Librairie Hachette et Cie (p. 45-52).


CHAPITRE VI

Mme  Defert, qui n’a encore élevé que des filles, se demande avec inquiétude si elle saura élever un garçon.


Mme  Defert, tout en allaitant son « amour de petit garçon », se demandait avec inquiétude comment elle s’y prendrait pour en faire un homme.

Jusqu’ici, elle avait réussi à faire de ses filles, non pas des enfants modèles (il n’y a rien d’insupportable comme les enfants modèles), mais de bonnes petites filles, douces, obéissantes, aimantes et respectueuses. Ce qu’il y a de plus étonnant (pour certaines gens du moins), c’est qu’elle avait fait tout cela sans avoir lu Rousseau, et sans s’être imposé un programme. Elle avait suivi jour par jour le développement de ces deux caractères, sans rien hâter, sans rien changer brusquement, luttant contre les difficultés de détail, à mesure qu’elles se présentaient, sans jamais remettre la lutte au lendemain, et tout étonnée de n’avoir pas plus d’efforts à faire. Depuis la naissance de sa première fille, elle n’allait plus que fort peu dans le monde, où elle était cependant fort recherchée. Le monde l’avait un peu raillée d’abord de ce qu’il appelait sa manie de retraite, et l’on avait trouvé, dans les salons élégants, qu’elle était un peu « pot-au-feu ».

Comme on vit qu’elle ne devenait ni dogmatique ni pédante, qu’elle n’avait pas de système d’éducation à développer pour écraser les gens de sa supériorité, qu’elle ne donnait des conseils qu’à ceux qui lui en demandaient (et encore avec quelle discrétion !) ; comme elle ne se targuait pas de son renoncement au monde pour faire la bonne mère, comme elle ne critiquait jamais personne, et qu’elle ne permit jamais à ses enfants de tomber dans la moquerie, on lui pardonna de faire mieux que les autres ; on ne fut pas blessé de son dévouement pour ses enfants.

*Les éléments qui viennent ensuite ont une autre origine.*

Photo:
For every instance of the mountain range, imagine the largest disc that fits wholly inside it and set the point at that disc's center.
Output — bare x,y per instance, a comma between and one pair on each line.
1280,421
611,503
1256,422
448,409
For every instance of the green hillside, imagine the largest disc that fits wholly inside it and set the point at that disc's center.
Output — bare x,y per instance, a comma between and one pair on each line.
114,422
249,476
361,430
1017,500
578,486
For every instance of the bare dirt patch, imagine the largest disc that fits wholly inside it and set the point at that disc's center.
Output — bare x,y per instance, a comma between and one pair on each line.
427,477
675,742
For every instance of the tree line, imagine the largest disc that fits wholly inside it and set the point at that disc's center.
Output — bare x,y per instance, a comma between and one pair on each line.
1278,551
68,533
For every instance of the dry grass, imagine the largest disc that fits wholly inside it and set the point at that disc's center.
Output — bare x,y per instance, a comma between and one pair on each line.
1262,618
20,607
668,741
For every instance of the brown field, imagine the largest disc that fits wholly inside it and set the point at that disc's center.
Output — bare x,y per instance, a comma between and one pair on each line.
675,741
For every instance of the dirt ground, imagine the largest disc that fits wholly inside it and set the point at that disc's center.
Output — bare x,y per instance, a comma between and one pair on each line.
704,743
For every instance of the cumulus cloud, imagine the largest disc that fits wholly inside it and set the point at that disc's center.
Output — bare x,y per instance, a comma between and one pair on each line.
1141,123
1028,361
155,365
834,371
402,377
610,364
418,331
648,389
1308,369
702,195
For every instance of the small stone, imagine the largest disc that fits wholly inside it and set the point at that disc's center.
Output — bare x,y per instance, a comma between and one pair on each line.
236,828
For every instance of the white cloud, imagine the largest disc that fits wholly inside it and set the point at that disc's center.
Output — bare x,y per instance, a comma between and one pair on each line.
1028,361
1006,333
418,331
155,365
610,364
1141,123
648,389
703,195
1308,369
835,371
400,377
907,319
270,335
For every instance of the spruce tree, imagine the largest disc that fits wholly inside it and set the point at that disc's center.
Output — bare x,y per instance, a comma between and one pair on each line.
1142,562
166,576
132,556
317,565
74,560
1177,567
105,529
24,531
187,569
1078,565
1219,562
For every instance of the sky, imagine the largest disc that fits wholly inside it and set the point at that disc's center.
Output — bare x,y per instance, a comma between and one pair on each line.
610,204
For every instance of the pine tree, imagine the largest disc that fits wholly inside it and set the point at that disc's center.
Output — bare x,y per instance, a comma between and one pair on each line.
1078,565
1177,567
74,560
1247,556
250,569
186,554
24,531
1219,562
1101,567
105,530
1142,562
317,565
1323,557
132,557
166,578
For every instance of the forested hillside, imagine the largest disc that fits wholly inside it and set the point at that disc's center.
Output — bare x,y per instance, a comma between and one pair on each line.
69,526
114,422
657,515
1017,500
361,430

Dans un certain monde, on la trouva à la fois un peu arriérée et un peu originale, mais on continua à l’aimer quand même.

M. Defert, qui était très-fier de sa femme (et il avait bien raison) et qui tenait à s’en faire honneur dans le monde (qui oserait l’en blâmer ?), fit bien d’abord quelques observations. Ses observations furent écoutées avec déférence, ce qui le disposa bien tout de suite. En vérité, on aurait cru que cette petite Mme  Defert avait fait son cours complet de rhétorique, pour savoir si bien prendre son monde. Elle développa ses raisons avec tant de raison et d’enjouement que M. Defert, pris pour arbitre, déclara qu’elle avait raison comme toujours. Il céda, et en cela il fit preuve de bon sens.

L’éducation des fillettes marchait donc sans trop de difficultés : mais sur bien des points on trouvait à critiquer en elles.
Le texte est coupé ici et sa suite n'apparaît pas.